De Griekse astronoom Eratosthenes (die leefde ongeveer 276 tot 194 v. Chr.,) gebruikte een sexagesimaal systeem om een cirkel in 60 delen te verdelen om een vroeg geografisch systeem van breedtegraad te ontwerpen, met de horizontale lijnen die door bekende plaatsen op de aarde op dat moment lopen. Een eeuw later normaliseerde Hipparchus de breedtegraadlijnen, waardoor ze parallel en gehoorzaam waren aan de geometrie van de aarde. Hij bedacht ook een systeem van lengtegraadlijnen dat 360 graden omvatte en dat van noord naar Zuid liep, van pool naar Pool. In zijn verhandeling Almagest (circa A. D., 150) legde Claudius Ptolemaeus het werk van Hipparchus uit en breidde het uit door elk van de 360 graden breedtegraad en lengtegraad onder te verdelen in kleinere segmenten. Elke graad werd verdeeld in 60 delen, die elk weer werden onderverdeeld in 60 kleinere delen. De Eerste Divisie, partes minutae primae, of eerste minuut, werd bekend als de “minuut.”De tweede segmentatie, partes minutae secundae, of” tweede minuut, ” werd bekend als de tweede.

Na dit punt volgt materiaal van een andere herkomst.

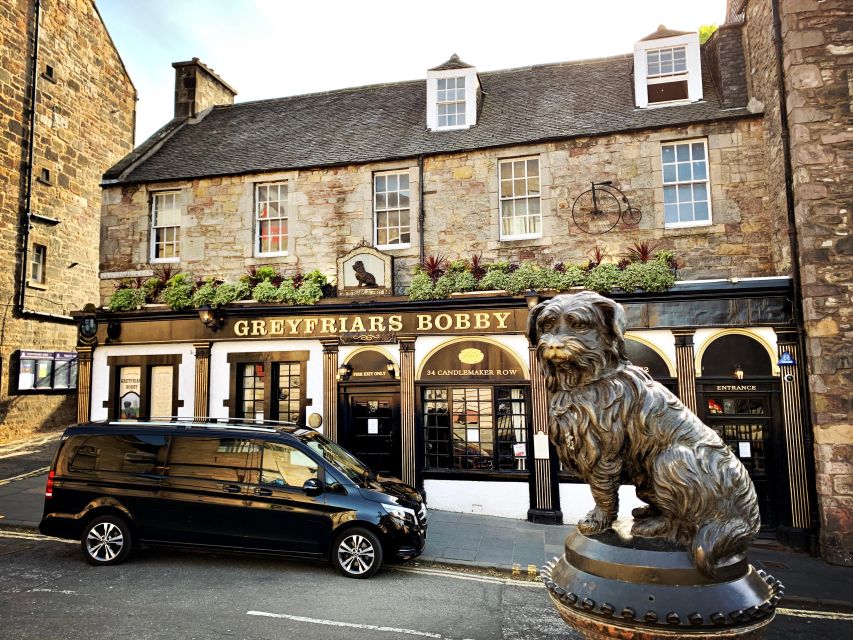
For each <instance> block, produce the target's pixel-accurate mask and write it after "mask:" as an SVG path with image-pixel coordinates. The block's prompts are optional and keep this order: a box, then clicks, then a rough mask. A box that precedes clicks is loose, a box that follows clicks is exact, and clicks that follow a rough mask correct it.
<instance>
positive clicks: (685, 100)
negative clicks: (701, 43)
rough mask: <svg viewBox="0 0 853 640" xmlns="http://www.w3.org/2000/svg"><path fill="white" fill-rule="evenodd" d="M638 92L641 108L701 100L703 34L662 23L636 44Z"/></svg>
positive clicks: (635, 52)
mask: <svg viewBox="0 0 853 640" xmlns="http://www.w3.org/2000/svg"><path fill="white" fill-rule="evenodd" d="M634 93H635V95H636V101H637V106H638V107H640V108H645V107H651V106H663V105H669V104H679V103H685V102H696V101H697V100H701V99H702V67H701V61H700V58H699V34H698V33H689V32H685V31H672V30H670V29H667V28H666V27H664V26H663V25H661V26H660V27H658V30H657V31H655V32H654V33H653V34H651V35H649V36H647V37H645V38H643V39H642V40H640V42H638V43H637V44H636V45H634Z"/></svg>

minuten en seconden werden echter pas vele eeuwen na de Almagest gebruikt voor de dagelijkse tijdwaarneming., Klok displays verdeeld het uur in helften, derde, kwartalen en soms zelfs 12 delen, maar nooit door 60. In feite werd het uur niet algemeen beschouwd als de duur van 60 minuten. Het was niet praktisch voor het grote publiek om minuten te overwegen totdat de eerste mechanische klokken die Minuten weergegeven verschenen tegen het einde van de 16e eeuw. Zelfs vandaag de dag hebben veel klokken en polshorloges een resolutie van slechts één minuut en geven ze geen seconden weer.,

dankzij de oude beschavingen die de verdeling van de tijd definieerden en in stand hielden, heeft de moderne samenleving nog steeds een dag van 24 uur, een uur van 60 minuten en een minuut van 60 seconden. Vooruitgang in de wetenschap van de tijdwaarneming, echter, hebben veranderd hoe deze eenheden worden gedefinieerd. Seconden werden ooit afgeleid door astronomische gebeurtenissen in kleinere delen te verdelen, waarbij het International System of Units (SI) de tweede ooit definieerde als een fractie van de gemiddelde zonnedag en later relateerde aan het tropische jaar., Dit veranderde in 1967, toen de tweede werd herdefinieerd als de duur van 9.192.631.770 energietransities van het cesiumatoom. Deze herkarakterisering luidde het tijdperk in van atomaire tijdwaarneming en gecoördineerde universele tijd (UTC).

interessant is dat om de atoomtijd in overeenstemming te houden met de astronomische tijd, schrikkelseconden soms moeten worden toegevoegd aan UTC. Dus, niet alle minuten bevatten 60 seconden. Een paar zeldzame minuten, met een snelheid van ongeveer acht per decennium, bevatten eigenlijk 61.